Pedal-Pi, Simple Programmable Guitar Pedal

For several years, [Ray] and [Anna], the team behind ElectroSmash, have been smashing audio electronics and churning out some sweet DIY audio gear. This time around, they’ve built Pedal-Pi — a simple programmable guitar pedal based around the Raspberry-Pi Zero. It is aimed at hackers, programmers and musicians who want to experiment with sounds and learn about digital audio. A lot of effort has gone in to documenting the whole project. Circuit analysis, a detailed BoM, programming, assembly and background information on related topics are all covered on their Forum.

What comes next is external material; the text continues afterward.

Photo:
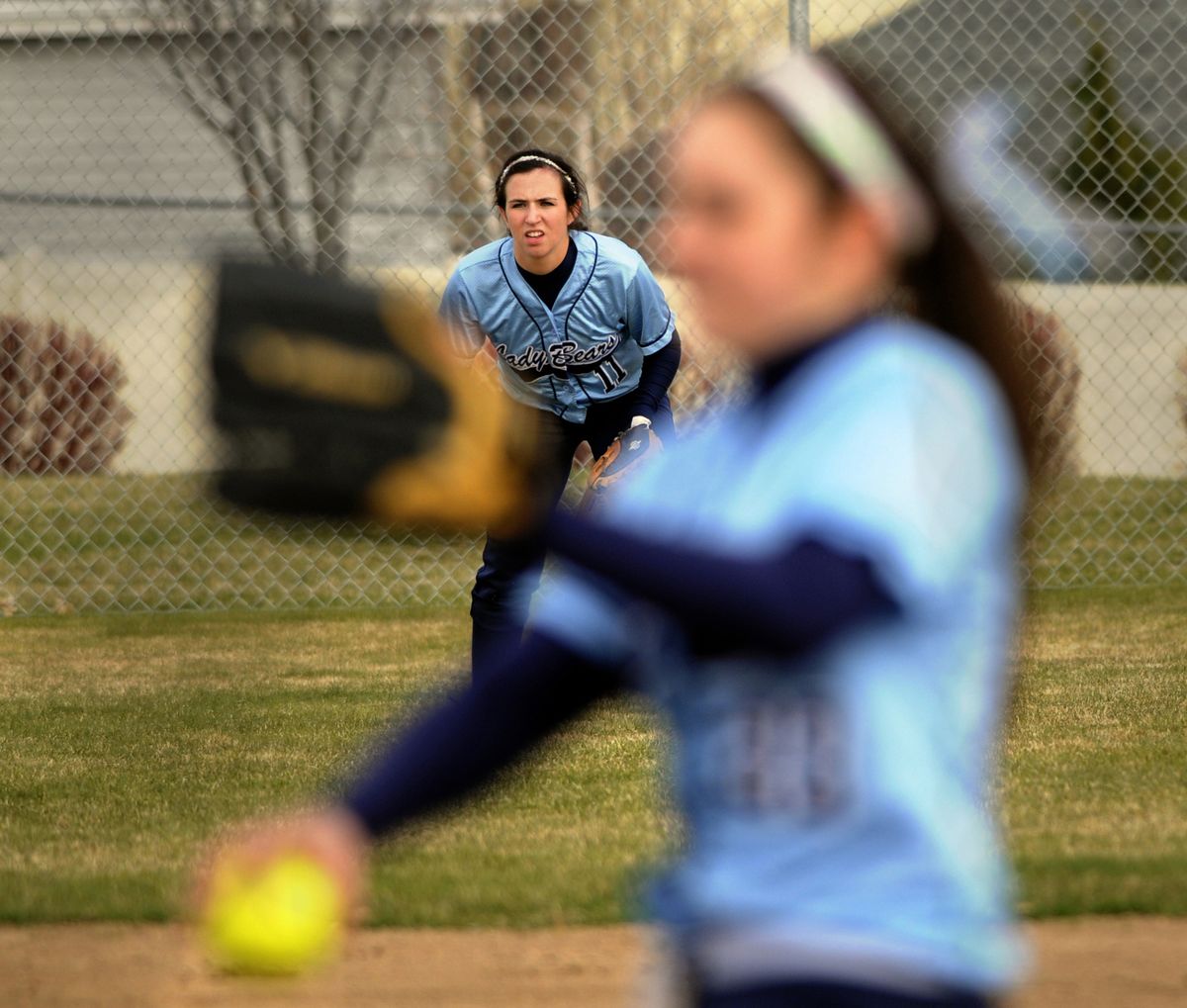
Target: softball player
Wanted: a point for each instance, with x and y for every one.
(818, 588)
(581, 331)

The hardware is split in to three parts. On the input, a MCP6002 rail-to-rail op-amp amplifies and filters the analog waveform and then a MCP3202 ADC digitizes it to a 12-bit signal. The Pi-Zero then does all of the DSP, creating effects such as distortion, fuzz, delay, echo and tremolo among others. The Pi-Zero generates a dual PWM signal, which is combined and filtered before being presented at the output. The design is all through hole and the handy assembly guide can be useful for novices during assembly.  The code examples include a large number of pedal effects, and if you are familiar with C, then there’s enough information available to help you write your own effects.

Even if you don’t plan on building one, technical background such as the Basics of Audio DSP in C for Raspberry Pi Zero, Using MCP3202 ADC with Raspberry Pi Zero and PWM Audio on Raspberry Pi Zero ought to make for interesting reading. Check out the video after the break detailing the build.

If you’d like to check out some of their earlier work, check out 1WAMP, an Open Hardware Guitar Amplifier and pedalSHIELD, an opensource Arduino Guitar Pedal.

26 thoughts on “Pedal-Pi, Simple Programmable Guitar Pedal

    1. The standard bcm2835 are used to read the guitar and generate the output, so you have access to the raw data to to your own dsp.

      The aim was to learn how to build functional harware from easy-to-find throughole parts, and in the software side to generate effects ( distortion, fuzz, delay, echo, etc) understanding how they work.

      So it does not support dsp pluggings, we did not work in that direction yet ;)

      1. well write some device drivers and there’s a whole host of existing OSS audio effects software and even guitar effects software that becomes available. You could probably clone and edit some I2S kernel modules to get it working quickly, also i’d get rid of the dual PWM output and just go for any old I2S DAC.

      1. Very nice! I also like that you used a pic instead of an entire raspi. An os booting computer is really overkill for such a project. I wonder how long the pi takes to boot to a usable pedal. Yours seems instant. Great job!

      1. Neat project! In a similar vein, Qu-Bit did a Eurorack synth module based on a full-sized Pi, called the Nebulae (it’s now discontinued though).

        If you’re just unplugging the Pi without doing a shutdown command prior, you’re begging for trouble (i.e. the SD card corruption mentioned above). I would suggest implementing some kind of three finger salute — e.g. pressing all three switches for two seconds issues a shutdown command to Raspbian.

  1. Yes, the basic idea was to do something similar to the arduino pedalSHIELD projects we did before, with some changes in the hardware (spi adc) and new codes (using bcm2835 libraries).
    With Raspberry you can benefit from (virtually) unlimited memory and super high speed processing, cheap boards.. . If you are into software development there are plenty of options: rtos, baremetal, etc.

  2. The thing about these pedal projects is you get plenty of dead-simple code examples like echo, reverb, distortion, but no one’s sharing stuff like a good resonant lowpass filter which sounds musical and behaves at all possible settings and inputs. The teensy audio library (which is excellent, thanks Paul!) is a good example of this. The included lowpass implementation misbehaves at minimum resonance and minimum cutoff, breaking into what sounds like chaos (nasty loud white noise). It also is incapable of self-oscillation.

    1. Raspberry Pi is able to read the ADC using the SPI bus as a sample rate at least 40KHz, that is around 25uS, then you have the DSP which is extremely fast (the Pi Zero is a beast) – lets say another 10uS – and then you have to write back into PWM that has a refresh rate is 150KHz region (6us). At the end of the day you will have 25 + 10 + 6 = 50uS approx. which is below the ms region and not noticeable unless you pay extreme attention.